Für meine Version habe ich meinen Bensdorp Backkakao (gibt’s in der Backabteilung von Supermärkten) verwendet und die Schokolade ohne Zucker, dafür mit Erythrit. Geschmacklich erinnert sie mich an das Eiskonfekt von Moritz aus meiner Kindheit. Kleine bunte Kapseln aus dünnem Metall, mit der köstlichen Schokolade drin – soooo gut.

Frontalaufnahme mit selbstgemachter Schokolade ohne Zucker.
Ein Stapel mit selbstgemachter Schokolade

Mein Rezept ist glutenfrei und durch die Verwendung von Erythrit außerdem sozusagen zuckerfrei und obendrauf vegan. Perfekt also für alle, die Lust auf ein kleines Low Carb Schokoladenerlebnis haben.

Selbstgemachte Schokolade mit Mandelmehl, das Rezept

Bevor du mit dem Rezept beginnst, hoch ein kleiner Tipp: Die Schokolade hat nicht die Konsistenz wie klassische Schokolade. Es fehlt der Schmelz auf der Zunge – das liegt vor allem am Erythrit und auch an anderen Zutaten wie z.B. Lecithin, die hier nicht enthalten sind. Nichtsdestotrotz ist es Schokolade. Wenn du dich auf ein neues und vielleicht unerwartetes Schokoladenerlebnis einlassen möchtest, dann ist dieses Rezept bestimmt auch etwas für dich.
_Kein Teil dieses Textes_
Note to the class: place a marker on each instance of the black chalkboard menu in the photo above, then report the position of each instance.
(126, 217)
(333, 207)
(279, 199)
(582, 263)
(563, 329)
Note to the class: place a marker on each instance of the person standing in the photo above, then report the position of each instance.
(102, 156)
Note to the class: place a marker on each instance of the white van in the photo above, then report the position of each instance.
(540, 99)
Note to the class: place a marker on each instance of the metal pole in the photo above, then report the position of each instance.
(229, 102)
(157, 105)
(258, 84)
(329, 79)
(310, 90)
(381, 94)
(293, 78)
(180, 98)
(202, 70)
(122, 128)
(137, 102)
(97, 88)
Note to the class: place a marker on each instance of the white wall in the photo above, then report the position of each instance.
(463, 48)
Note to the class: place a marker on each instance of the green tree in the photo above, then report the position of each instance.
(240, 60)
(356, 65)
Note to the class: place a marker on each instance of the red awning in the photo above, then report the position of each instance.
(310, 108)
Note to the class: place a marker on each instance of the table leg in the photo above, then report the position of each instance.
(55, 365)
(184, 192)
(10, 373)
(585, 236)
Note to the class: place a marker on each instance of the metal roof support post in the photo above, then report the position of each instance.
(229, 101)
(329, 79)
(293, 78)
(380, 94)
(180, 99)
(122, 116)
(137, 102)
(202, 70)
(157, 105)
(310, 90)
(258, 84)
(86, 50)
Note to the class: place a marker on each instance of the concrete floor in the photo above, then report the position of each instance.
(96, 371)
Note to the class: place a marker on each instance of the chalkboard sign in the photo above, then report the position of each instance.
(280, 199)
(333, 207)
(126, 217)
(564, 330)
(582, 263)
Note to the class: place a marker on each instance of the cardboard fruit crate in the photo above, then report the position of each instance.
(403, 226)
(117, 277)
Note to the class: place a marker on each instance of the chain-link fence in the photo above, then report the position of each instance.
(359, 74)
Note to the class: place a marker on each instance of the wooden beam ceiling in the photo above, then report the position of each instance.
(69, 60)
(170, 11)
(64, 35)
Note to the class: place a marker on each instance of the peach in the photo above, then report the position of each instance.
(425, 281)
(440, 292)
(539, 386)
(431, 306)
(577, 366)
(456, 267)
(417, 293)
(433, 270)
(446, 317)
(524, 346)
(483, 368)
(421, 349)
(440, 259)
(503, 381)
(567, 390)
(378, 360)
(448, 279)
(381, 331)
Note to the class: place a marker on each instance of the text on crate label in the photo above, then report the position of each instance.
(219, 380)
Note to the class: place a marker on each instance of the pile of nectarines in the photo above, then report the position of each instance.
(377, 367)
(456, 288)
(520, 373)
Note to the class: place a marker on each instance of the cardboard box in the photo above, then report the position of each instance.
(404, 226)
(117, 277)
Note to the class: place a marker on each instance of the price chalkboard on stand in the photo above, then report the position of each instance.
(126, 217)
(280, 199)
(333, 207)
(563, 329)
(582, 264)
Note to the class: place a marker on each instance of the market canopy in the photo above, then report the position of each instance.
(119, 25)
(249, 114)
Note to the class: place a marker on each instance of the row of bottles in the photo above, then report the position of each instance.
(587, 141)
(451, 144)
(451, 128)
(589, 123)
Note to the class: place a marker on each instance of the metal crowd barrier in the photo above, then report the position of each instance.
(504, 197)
Jetzt aber erstmal zum Rezept:

Flatlay-Aufnahme mit mehreren Schokoladenstücken, die mit gehackten Mandeln und Kakao-Nibs dekoriert ist auf zerknittertem weißen Seidenpapier.
Meine erste selbstgemachte Schokolade

Zubereitungszeit

  • Vorbereitung: ca. 10 Minuten
  • Kühlzeit: ca. 30 Minuten
  • Gesamt: ca. 40 Minuten

Zutaten für selbstgemachte Schokolade

Portionen

Die gewählte Menge ergibt etwa 45 g Schokolade.

Für die Schokolade

  • 25 g Kakaobutter
  • 8 g Backkakao (z. B. Bensdorp aus dem Supermarkt)
  • 8 g teilentöltes Mandelmehl
  • 1 EL Pudererythrit
  • 1 Prise Salz
  • Etwas Bourbon-Vanille

Optional

  • Gehackte Mandeln
  • Pistazienkerne
  • Kakaonibs
  • Gefriergetrocknete Himbeeren

Hinweis: Direkt aus dem Kühlschrank wird die Schokolade besonders fest und erinnert geschmacklich am ehesten an Eiskonfekt.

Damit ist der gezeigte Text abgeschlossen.